A NEW BATTERY DESIGN ENABLES USE OF SOLAR AND WIND COULD ONE DAY POWER THE GRID

 



A newly invented battery, designed by the SLAC National Accelerator Laboratory at Stanford, could one day power the grid using solar and wind generated energy.

The secret is in the way the battery is produced.  The material it is composed of must be very economical for the scale involved. 

The new battery is believed to be the best design yet for such efficient use of energy.  

The power grid as it operates now needs a constant flow of energy on which to feed.  Any changes in the flow can cause a catastrophic loss of power.  Until now sun and wind generated energy were not good candidates for the grid, because of the very nature of the power source.  The only way it could be used efficiently in a power grid would be to find a way to store the energy in order to smooth out the peaks and valleys of these intermittent forms of power.

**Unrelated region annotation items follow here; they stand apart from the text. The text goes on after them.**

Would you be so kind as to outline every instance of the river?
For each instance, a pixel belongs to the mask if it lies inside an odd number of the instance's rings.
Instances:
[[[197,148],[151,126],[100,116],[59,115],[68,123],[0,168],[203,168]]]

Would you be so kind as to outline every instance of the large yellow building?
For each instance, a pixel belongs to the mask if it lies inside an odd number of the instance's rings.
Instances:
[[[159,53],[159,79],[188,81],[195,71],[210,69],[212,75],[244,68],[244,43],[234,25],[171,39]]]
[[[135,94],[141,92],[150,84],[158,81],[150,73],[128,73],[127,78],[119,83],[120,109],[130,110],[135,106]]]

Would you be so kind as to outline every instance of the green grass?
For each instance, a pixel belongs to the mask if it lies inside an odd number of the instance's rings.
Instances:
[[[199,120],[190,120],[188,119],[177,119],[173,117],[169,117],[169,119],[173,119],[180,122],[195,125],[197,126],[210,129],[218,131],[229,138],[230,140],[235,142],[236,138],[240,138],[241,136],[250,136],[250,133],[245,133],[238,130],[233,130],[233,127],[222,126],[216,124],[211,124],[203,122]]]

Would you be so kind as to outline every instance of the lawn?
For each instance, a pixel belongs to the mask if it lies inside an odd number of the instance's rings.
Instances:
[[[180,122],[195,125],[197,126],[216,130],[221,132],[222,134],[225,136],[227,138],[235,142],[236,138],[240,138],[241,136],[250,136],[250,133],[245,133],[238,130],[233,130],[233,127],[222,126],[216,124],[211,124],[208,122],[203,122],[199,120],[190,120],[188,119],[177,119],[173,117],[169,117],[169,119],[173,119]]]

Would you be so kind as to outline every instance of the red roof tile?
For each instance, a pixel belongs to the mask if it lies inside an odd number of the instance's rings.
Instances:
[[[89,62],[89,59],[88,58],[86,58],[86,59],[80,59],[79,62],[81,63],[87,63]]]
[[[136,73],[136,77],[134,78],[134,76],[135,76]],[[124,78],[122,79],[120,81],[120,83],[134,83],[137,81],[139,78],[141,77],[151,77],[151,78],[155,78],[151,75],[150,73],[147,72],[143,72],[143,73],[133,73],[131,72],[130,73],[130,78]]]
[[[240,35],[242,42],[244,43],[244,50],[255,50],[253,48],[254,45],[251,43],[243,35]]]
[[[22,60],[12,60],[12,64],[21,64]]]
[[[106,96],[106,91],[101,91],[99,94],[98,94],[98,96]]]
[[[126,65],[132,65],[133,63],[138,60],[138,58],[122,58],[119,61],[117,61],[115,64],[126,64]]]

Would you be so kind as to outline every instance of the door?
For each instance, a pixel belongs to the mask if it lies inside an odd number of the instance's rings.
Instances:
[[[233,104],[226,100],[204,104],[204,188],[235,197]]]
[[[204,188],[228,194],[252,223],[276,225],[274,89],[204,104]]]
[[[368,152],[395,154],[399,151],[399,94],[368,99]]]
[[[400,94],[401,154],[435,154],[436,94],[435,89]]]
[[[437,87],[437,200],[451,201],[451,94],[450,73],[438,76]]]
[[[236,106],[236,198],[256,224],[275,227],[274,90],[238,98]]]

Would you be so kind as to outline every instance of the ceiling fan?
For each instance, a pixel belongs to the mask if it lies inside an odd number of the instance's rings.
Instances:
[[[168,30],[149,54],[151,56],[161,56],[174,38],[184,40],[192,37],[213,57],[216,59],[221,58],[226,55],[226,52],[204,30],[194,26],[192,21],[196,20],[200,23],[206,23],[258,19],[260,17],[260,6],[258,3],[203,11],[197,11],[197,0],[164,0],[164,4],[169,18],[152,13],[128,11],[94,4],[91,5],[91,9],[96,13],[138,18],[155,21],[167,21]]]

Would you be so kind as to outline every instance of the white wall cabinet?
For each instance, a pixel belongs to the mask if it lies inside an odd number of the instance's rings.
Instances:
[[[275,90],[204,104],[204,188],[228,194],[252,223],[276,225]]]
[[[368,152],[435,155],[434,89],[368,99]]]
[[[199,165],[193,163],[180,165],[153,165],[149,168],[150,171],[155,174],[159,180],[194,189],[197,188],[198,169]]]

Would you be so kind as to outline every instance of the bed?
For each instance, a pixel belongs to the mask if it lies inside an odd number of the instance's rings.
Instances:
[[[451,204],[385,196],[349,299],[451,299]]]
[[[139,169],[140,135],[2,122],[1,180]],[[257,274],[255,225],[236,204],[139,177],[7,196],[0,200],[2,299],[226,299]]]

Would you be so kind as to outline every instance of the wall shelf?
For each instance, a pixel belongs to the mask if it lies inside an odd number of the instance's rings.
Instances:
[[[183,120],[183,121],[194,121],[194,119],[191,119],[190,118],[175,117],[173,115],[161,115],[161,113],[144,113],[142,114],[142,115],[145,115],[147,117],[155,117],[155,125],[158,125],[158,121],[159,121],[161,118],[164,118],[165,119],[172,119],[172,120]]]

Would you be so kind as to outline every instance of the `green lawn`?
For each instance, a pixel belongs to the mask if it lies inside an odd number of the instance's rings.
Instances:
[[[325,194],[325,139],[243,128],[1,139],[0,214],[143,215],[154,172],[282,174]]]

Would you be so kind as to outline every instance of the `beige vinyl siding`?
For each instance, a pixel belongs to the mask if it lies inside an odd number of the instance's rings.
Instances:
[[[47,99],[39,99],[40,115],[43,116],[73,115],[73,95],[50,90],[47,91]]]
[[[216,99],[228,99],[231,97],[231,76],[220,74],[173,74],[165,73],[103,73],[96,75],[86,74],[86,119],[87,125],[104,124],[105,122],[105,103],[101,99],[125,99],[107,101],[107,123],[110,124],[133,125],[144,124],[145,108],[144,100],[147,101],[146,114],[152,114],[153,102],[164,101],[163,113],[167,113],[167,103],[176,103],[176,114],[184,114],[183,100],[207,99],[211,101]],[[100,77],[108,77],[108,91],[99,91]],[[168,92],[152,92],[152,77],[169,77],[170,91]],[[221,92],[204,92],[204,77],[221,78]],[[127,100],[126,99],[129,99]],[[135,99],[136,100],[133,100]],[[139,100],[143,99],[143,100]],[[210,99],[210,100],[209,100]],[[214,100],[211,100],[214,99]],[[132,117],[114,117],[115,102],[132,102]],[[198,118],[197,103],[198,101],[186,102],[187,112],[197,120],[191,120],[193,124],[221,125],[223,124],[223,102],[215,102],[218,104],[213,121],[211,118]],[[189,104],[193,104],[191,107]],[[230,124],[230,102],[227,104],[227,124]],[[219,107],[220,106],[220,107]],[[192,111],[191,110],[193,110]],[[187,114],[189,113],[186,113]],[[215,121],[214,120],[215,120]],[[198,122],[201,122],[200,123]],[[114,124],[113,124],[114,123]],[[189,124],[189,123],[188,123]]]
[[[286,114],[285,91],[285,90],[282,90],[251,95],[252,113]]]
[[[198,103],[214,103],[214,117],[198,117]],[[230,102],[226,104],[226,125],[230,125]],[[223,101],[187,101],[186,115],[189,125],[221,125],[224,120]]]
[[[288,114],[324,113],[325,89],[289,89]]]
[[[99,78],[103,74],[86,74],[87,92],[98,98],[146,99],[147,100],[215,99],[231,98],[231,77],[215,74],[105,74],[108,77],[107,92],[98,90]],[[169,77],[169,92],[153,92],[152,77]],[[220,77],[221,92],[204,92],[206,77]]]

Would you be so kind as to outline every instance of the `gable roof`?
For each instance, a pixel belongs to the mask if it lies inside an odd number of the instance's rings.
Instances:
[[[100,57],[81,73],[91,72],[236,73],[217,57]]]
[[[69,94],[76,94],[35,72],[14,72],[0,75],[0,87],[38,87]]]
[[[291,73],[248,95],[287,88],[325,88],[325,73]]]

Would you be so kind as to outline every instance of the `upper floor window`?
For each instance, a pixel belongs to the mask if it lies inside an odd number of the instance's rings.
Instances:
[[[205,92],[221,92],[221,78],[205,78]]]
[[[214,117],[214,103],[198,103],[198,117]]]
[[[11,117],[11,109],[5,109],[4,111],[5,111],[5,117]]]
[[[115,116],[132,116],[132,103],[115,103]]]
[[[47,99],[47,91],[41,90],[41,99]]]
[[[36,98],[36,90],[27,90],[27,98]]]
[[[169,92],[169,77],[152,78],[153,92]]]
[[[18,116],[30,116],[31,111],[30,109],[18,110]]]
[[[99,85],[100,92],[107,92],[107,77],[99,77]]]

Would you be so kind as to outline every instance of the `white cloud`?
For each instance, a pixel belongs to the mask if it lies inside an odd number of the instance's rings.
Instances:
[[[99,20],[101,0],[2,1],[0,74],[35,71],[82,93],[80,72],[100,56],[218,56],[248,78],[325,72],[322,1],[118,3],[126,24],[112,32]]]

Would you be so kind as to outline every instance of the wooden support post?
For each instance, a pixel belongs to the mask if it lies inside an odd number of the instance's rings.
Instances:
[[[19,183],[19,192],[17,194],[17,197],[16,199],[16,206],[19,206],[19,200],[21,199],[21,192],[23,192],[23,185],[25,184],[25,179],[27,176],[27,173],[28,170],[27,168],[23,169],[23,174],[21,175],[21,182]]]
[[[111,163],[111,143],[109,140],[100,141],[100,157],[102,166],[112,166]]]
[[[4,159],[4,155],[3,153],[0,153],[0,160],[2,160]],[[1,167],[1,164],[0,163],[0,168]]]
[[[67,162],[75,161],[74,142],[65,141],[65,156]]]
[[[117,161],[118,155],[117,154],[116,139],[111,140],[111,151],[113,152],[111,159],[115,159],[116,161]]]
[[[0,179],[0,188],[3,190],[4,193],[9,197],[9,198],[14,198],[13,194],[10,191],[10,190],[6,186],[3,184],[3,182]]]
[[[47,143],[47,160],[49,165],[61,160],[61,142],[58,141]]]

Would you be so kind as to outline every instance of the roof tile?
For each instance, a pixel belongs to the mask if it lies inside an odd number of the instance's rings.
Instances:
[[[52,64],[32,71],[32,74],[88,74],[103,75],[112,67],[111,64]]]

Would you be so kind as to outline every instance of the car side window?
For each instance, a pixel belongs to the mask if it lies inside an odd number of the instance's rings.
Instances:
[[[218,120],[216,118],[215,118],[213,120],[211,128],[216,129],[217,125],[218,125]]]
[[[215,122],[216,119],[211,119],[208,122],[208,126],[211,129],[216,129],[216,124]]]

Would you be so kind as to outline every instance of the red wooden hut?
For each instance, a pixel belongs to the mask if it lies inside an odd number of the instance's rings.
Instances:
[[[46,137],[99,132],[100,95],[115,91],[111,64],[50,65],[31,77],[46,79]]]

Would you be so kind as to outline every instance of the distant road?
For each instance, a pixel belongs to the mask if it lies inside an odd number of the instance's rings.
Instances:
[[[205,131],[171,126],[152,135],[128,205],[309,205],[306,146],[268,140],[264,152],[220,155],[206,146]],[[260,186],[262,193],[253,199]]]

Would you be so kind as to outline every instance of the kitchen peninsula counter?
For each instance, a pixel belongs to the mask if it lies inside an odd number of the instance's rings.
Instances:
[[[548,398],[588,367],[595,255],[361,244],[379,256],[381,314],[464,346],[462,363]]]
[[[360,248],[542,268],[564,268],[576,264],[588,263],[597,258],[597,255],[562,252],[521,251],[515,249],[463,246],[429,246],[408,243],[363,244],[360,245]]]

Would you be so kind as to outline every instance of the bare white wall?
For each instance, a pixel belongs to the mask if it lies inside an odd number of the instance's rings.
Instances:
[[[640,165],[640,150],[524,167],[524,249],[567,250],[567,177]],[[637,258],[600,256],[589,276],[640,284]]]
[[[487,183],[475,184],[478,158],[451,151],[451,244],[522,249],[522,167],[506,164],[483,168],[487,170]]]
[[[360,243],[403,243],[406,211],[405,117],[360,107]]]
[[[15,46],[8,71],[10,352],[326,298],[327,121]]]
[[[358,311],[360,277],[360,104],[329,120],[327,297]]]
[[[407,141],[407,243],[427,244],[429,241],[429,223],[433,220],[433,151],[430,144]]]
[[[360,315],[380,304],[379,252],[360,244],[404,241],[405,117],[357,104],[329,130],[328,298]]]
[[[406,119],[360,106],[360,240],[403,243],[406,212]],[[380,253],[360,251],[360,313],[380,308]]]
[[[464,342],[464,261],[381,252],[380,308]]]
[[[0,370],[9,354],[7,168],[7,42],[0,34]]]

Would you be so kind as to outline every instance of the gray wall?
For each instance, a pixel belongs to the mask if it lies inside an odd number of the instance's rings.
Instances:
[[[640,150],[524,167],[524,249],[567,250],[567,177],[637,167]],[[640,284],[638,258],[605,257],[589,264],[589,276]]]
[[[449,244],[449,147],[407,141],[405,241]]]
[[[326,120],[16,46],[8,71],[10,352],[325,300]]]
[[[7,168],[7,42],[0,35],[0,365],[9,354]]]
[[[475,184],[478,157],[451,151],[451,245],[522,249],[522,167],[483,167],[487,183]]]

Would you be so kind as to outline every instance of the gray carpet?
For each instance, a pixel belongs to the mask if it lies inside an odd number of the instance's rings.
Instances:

Until now batteries used for this purpose, appropriately called 'flow' batteries, could easily be scaled to the appropriate requirements and be geared to large scale production.

But flow batteries are expensive because of the liquids it contains, especially in the quantities that would be needed for large scale operations.

That's where the newly invented battery comes in.  The new battery uses only one stream of molecules and does not need a membrane at all.  Its molecules consist of mundane materials such as lithium and sulfur. 

Not only but in lab tests, the new batteries  did not lose any of their storage percentage, even after 2,000 charges and discharges which would amount to more than 5.5 years of daily use, making it an ideal solution for harnessing solar and wind for use in powering the grid.